Dorfsman met his wife, Ann Hysa, while attending The Cooper Union, as well as lifelong friend and collaborator, Herb Lubalin. He held 11 jobs during and after school, and from 1943 to 1946, he served in the US Army, where he won first and second prize in the National Army Arts Contest.
Lou Dorfsman joined CBS during 1946 after leaving the Army. Dorfsman was attracted to CBS because of its high graphic standards. For 41 years, he worked at CBS, shaping every aspect of its design and advertising. He became the Art Director of CBS Radio during 1951, five short years after joining CBS, and graduated to Creative Director of the CBS Television Network during 1960. Dorfsman was appointed Director of Design for CBS, Inc. in 1964, and he became Vice President and Creative Director of the CBS Broadcast group in 1968. Alongside William S. Paley and Frank Stanton, he shaped every aspect of their advertising and design, from their award-winning advertisements to the look of the convention floor to the appearance of Walter Cronkite and the CBS Newsroom. Dorfsman played an integral role in the Golden Age of Broadcast Television. In 1978, Dorfsman became Senior Vice President and Creative Director for Marketing Communications and Design for the CBS Broadcast Group. Milton Glaser called him simply “the best corporate designer in the world,” a testament to the beauty and strength of his ideas, which still resonate with designers of all ages.

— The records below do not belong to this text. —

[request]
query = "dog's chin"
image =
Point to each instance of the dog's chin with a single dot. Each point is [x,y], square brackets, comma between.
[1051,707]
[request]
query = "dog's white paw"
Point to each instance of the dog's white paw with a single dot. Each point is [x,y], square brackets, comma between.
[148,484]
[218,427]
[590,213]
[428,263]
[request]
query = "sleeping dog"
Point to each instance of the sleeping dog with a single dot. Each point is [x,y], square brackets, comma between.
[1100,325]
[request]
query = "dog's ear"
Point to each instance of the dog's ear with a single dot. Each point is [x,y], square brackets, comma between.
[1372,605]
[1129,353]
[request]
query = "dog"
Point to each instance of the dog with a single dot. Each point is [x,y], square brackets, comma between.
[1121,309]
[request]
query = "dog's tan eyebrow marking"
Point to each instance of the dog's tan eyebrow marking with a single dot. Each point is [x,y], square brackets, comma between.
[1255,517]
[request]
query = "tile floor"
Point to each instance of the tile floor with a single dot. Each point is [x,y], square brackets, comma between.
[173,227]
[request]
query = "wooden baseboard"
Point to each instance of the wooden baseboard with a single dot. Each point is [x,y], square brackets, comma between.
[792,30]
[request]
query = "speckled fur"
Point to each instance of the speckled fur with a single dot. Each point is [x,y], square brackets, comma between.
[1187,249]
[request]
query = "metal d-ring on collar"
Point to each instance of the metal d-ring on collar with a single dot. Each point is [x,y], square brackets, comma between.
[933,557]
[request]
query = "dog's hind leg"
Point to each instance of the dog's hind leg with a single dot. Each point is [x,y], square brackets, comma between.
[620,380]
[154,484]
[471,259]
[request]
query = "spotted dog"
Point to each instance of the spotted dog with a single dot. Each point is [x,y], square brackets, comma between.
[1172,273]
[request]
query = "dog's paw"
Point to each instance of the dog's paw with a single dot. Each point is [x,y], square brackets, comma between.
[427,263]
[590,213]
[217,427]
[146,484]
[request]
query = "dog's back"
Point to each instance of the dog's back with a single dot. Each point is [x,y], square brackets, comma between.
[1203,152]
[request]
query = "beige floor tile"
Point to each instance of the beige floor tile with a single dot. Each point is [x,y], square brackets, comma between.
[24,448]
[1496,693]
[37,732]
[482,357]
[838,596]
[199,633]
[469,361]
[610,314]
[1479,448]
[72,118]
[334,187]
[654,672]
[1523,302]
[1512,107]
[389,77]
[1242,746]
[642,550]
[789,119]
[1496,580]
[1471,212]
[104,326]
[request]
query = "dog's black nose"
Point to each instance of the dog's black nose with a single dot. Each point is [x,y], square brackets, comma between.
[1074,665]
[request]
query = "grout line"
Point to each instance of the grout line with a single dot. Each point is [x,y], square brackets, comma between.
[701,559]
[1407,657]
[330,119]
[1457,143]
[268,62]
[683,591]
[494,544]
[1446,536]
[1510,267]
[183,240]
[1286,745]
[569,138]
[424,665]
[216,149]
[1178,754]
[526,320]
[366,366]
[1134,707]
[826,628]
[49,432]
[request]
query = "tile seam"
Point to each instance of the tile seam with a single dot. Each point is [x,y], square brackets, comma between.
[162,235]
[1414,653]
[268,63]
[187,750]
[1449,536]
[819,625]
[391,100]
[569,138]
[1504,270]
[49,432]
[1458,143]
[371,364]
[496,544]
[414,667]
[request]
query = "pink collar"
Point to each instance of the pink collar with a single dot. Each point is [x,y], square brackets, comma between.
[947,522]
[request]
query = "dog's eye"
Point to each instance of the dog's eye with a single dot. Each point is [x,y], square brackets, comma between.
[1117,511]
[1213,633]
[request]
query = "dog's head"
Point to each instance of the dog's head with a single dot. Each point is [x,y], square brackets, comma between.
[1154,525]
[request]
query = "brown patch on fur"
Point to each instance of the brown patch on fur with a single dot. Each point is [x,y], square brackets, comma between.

Perhaps his most ambitious and audacious project, Lou Dorfsman considers the wall of type that graced the CBS cafeteria, aptly titled the “Gastrotypographicalassemblage,” his magnum opus. The wall, which spans 35' and is 8'6" tall, was Dorfsman’s vision and the result of his creative genius. Unveiled to critical acclaim; each individual letterform was made of wood, hand milled and skillfully assembled. After 25 years, the wall was removed from the CBS cafeteria and placed in storage. (The Center for Design Study undertook the wall’s complete restoration in 2007.)
The Art Director’s Club, of which Dorfsman is a past president, honored him through the years with 13 Gold Medals and 23 awards of Distinctive Merit for outstanding work in print and television advertising, packaging, film titling, book design and direct mail. He won two Clios and five 50 Ads of the Year. During 1978, The Art Director’s Club inducted Lou into the Art Directors Hall of Fame.
He was the recipient in 1984 and 1989 of an honorary Doctorate of Fine Arts from the New School of Social Research and the Long Island University, respectively.
Interestingly enough, after witnessing Ann and Lou’s marriage, Herb Lubalin married his wife, Sylvia Kushner, on the same day during 1940. Lou Dorfsman resided in Great Neck, New York with his wife of over 6 decades, Ann Hysa. He died in 2002.